04.08.2023 | Literary history

‘Invisible’ Poem by W.H. Auden Reconstructed

With the use of computer-vision technologies, researchers at the Austrian Academy of Sciences (OeAW) have been able to recover a previously unknown version of a poem by the British-American writer W. H. Auden, who died in Vienna in 1973.

The previously unknown version of Auden's poem “Epithalamium” was written to mark the occasion of his niece Rita's wedding in 1965. © OeAW/Daniel Hinterramskogler

It was a chance discovery made by Timo Frühwirth and Sandra Mayer, literary historians at the Austrian Academy of Sciences (OeAW). While working on a digital edition of the British-American poet W. H. Auden's correspondence with the Welsh-Austrian writer and journalist Stella Musulin, they noticed colourless indented typewriter impressions of lines of poetry contained in two documents. Through the use of computer-vision technologies, a previously unknown version of an Auden poem has now been reconstructed.

Further Discoveries Possible

This sensational discovery has far-reaching significance, not only for international Auden research. The impressions result from the papers’ original use as ‘backing sheets’, which were inserted into a typewriter below those sheets of paper on which Auden typed his poetry. "This was a common practice in the typewriter age," says Sandra Mayer, "I expect that we will discover many more such sheets in Auden's archival papers. Moreover, this could also be relevant with regard to other 20th-century authors."
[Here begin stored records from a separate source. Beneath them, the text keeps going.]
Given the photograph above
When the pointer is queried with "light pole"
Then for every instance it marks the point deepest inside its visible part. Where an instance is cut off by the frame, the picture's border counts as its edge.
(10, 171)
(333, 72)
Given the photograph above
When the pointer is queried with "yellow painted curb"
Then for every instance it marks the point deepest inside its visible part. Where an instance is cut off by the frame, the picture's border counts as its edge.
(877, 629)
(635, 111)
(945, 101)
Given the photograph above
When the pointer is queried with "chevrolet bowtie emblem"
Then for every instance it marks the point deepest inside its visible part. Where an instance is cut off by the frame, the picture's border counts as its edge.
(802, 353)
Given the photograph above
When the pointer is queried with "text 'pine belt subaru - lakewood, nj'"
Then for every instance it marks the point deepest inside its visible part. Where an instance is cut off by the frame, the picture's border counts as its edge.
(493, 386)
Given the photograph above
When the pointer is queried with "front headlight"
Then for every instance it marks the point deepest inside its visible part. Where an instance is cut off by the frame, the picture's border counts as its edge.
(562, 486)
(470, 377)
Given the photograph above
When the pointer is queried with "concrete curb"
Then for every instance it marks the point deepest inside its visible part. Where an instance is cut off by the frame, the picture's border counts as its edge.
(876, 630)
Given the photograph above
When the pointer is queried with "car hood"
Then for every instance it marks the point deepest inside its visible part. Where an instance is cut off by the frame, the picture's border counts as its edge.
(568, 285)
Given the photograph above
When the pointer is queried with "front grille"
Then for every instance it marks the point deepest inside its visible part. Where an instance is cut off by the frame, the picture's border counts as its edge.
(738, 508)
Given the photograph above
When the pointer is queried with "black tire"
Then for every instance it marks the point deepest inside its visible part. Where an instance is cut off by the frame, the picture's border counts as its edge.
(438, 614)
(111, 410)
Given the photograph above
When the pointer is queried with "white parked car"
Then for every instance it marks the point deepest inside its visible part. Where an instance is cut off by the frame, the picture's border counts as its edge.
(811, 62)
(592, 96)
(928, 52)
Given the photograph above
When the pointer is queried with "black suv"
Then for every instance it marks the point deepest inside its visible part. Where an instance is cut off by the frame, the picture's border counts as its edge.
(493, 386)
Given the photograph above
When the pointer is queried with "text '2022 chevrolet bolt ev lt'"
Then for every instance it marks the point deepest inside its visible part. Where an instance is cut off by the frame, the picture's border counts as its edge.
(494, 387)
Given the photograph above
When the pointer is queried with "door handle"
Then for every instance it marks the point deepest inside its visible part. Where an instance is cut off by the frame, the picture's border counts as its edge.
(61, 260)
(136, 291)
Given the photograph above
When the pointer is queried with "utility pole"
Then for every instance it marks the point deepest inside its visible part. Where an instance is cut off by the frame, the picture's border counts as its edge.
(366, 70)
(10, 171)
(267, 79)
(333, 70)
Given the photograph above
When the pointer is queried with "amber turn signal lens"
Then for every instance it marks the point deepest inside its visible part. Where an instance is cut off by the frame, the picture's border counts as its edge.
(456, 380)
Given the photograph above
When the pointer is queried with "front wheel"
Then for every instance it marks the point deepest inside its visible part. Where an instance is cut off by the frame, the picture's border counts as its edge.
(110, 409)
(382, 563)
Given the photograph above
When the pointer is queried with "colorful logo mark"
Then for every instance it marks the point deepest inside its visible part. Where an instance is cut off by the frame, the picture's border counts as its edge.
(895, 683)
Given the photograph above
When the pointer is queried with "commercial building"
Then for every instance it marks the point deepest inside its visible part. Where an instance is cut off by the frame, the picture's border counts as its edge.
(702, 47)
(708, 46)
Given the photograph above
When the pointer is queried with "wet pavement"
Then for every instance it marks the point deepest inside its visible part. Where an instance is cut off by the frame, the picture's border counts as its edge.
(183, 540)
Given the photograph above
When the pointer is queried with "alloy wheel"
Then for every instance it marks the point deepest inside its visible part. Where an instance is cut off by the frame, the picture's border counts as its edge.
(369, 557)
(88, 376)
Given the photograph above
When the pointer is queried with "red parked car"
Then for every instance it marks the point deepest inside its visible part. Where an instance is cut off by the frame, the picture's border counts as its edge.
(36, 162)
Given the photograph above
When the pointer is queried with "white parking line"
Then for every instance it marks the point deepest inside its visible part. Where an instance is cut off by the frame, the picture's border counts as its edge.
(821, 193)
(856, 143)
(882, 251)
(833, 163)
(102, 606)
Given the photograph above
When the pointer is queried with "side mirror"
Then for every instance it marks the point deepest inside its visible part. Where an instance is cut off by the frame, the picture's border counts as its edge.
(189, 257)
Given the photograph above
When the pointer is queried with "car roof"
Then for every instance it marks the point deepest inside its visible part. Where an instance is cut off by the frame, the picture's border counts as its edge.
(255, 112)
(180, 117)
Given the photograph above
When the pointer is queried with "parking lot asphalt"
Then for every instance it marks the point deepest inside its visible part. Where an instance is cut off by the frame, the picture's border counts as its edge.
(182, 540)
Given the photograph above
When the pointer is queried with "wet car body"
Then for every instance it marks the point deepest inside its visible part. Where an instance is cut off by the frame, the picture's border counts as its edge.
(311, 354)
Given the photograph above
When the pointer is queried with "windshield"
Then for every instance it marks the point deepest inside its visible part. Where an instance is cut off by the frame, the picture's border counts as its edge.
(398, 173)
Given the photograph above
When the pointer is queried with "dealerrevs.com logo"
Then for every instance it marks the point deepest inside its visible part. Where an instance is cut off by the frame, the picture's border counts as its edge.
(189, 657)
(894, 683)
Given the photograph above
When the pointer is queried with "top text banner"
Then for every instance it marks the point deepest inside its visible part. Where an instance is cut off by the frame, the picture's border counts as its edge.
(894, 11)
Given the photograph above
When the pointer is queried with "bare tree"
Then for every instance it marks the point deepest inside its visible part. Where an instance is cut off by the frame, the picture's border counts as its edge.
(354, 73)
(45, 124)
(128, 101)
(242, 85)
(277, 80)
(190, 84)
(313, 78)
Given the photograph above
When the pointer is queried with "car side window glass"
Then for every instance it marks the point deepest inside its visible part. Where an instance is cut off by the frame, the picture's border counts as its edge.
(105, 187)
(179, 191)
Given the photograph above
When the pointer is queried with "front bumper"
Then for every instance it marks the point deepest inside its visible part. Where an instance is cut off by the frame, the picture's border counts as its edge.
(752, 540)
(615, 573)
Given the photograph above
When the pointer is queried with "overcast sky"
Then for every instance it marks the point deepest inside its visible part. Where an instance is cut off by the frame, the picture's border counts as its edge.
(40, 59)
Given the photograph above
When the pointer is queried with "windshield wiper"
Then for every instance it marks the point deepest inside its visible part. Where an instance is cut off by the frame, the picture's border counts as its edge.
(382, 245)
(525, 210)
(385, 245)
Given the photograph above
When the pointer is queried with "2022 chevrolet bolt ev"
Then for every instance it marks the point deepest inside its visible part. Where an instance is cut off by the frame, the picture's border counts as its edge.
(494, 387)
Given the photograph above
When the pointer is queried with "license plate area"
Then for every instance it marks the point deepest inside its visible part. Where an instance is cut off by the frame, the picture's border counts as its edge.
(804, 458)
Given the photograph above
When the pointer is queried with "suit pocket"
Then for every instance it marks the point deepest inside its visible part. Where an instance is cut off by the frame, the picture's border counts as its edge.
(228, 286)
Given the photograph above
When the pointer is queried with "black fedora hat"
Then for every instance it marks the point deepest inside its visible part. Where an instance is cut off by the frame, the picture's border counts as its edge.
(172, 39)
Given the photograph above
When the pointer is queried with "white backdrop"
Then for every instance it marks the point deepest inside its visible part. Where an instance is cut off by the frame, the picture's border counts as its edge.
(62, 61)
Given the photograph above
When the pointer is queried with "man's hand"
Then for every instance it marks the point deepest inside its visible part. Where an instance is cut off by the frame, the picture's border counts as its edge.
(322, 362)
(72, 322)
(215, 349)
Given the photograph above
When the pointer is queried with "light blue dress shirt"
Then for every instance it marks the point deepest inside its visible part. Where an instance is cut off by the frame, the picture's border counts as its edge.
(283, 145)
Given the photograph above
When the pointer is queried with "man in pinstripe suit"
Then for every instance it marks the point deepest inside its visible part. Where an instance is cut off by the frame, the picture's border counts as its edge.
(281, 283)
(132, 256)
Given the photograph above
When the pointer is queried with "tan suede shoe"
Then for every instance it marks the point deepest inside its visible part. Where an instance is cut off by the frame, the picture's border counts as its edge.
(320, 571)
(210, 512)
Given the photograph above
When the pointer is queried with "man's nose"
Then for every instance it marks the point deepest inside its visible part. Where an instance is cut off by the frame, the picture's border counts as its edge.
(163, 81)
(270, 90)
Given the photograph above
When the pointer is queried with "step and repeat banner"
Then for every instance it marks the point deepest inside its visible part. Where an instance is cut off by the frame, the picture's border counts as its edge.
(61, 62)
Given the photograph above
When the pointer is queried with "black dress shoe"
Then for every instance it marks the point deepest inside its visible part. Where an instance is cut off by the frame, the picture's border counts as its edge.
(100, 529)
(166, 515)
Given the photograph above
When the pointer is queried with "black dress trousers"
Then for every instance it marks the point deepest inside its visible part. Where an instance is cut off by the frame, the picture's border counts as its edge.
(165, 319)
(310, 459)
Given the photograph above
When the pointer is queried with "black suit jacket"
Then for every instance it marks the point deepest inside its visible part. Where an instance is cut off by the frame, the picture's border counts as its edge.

The newly discovered text is a previously unknown, otherwise lost, early version of "Epithalamium", a wedding poem Auden wrote to mark the occasion of his niece Rita's wedding in 1965. "Based on diary entries, we think that this is the first version of the poem he typed on a typewriter. He had initially written his notes in pencil. This helps us to analyse the way in which Auden worked poetically," says Mayer.

Forensic Method Makes the Invisible Visible

In cooperation with the University of Technology Vienna (TU Wien), computer-vision methodology has been used to make Auden’s poem visible. "Photometric Stereo is a technique that is already used in the field of cultural heritage, for example, to render visible reliefs on the backs of Etruscan mirrors," explains Timo Frühwirth: "But this technology has never been applied to literary archive papers from the 20th century. Deciphering the text was particularly difficult, since Auden overwrote the ‘backing sheet’ with yet another text. So, there are multiple overlapping layers - which is why the writing is illegible to the naked eye."

How could they be made legible after all? "In a series of individual images, the sheet of paper was illuminated from a number of different angles, drawing on the visual information created by means of raking light as it is also used in forensics to make surface structures visible. Simon Brenner from the Computer Vision Lab at the University of Technology Vienna (TU Wien) used this information to mathematically create a 3D surface model," says Frühwirth.

W.H. Auden in Austria

W. H. Auden lived and worked in Austria for up to six months at a time, from April to October, during the last 15 years of his life - in Kirchstetten, Lower Austria, where he is also buried. In the night of 28/29 September 1973, Auden died in his hotel room in Vienna after a poetry reading at the Palais Pálffy. This year marks the 50th anniversary of W. H. Auden’s death.

 

 

AT A GLANCE

Publication:

„Revealing ‘invisible’ poetry by W. H. Auden through computer vision: Using photometric stereo to visualize indented impressions“, Simon Brenner, Timo Frühwirth, Sandra Mayer, Digital Scholarship in the Humanities, 2023
DOI: https://doi.org/10.1093/llc/fqad037

Publication 

Project:

The project „Auden Musulin Papers: A Digital Edition of W. H. Auden’s Letters to Stella Musulin“ deals with the letters and literary papers by Anglo-American poet W. H. Auden (1907-1973) in the estate of Welsh-Austrian writer and journalist Stella Musulin (1915-1996). Previously unpublished, they cast a fresh light on Auden's life and work in Austria.